Answer: Bacchus Marsh

Australian novelist Peter Philip Carey was born in Bacchus Marsh, a small town near Melbourne, Victoria in 1943 where his parents ran a local car dealership. He lost interest in a science degree he was undertaking and moved into advertising and worked for several major agencies.

He initially wrote for literary magazines included 'Meanjin'. His first novel 'Bliss' was published in 1981. This was followed by several highly successful novels including 'Illywacker' (1985) and 'Jack Maggs' (1998). Carey joined such literary luminaries as Hilary Martel and J.M Coetzee when he was awarded his second Booker prize for 'The True History of the Kelly Gang' in 2001 after initially winning that award for 'Oscar and Lucinda' in 1985.
10. Albert Camus

Answer: Mondovi (now Dréan)

The French philosopher and writer Albert Camus was born into an impoverished family in Mondovi in what was then French Algeria in 1913. His father died soon after from injuries sustained in World War I. Academically gifted, Camus was accepted into the University of Algiers, where in 1930 tuberculosis curtailed his football (soccer) career, his passion.
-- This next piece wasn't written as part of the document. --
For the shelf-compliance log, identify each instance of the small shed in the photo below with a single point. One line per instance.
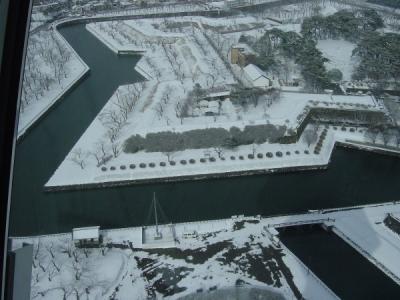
(257, 77)
(86, 236)
(241, 54)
During World War II, Camus joined the French Resistance, where he edited their 'underground' newspaper.

He witnessed the liberation of Paris in 1944 and then a year later was appalled at the use of atomic weapons against Japanese civilians, which contributed to his strong pacifist views.

He wrote 'The Stranger' (also known as 'The Outsider') in 1942 and five years later his perhaps most famous work 'The Plague'.

His tuberculosis returned and while convalescing he published 'The Rebel' in 1951 which dealt with rebellion, revolution and a repudiation of communism. His major contribution to philosophy was in developing 'the idea of the absurd' - the battle between the human need to find meaning in life and the inability to do so. Camus was awarded the Nobel Prize in Literature in 1957 "for his important literary production, which with clear-sighted earnestness illuminates the problems of the human conscience in our times".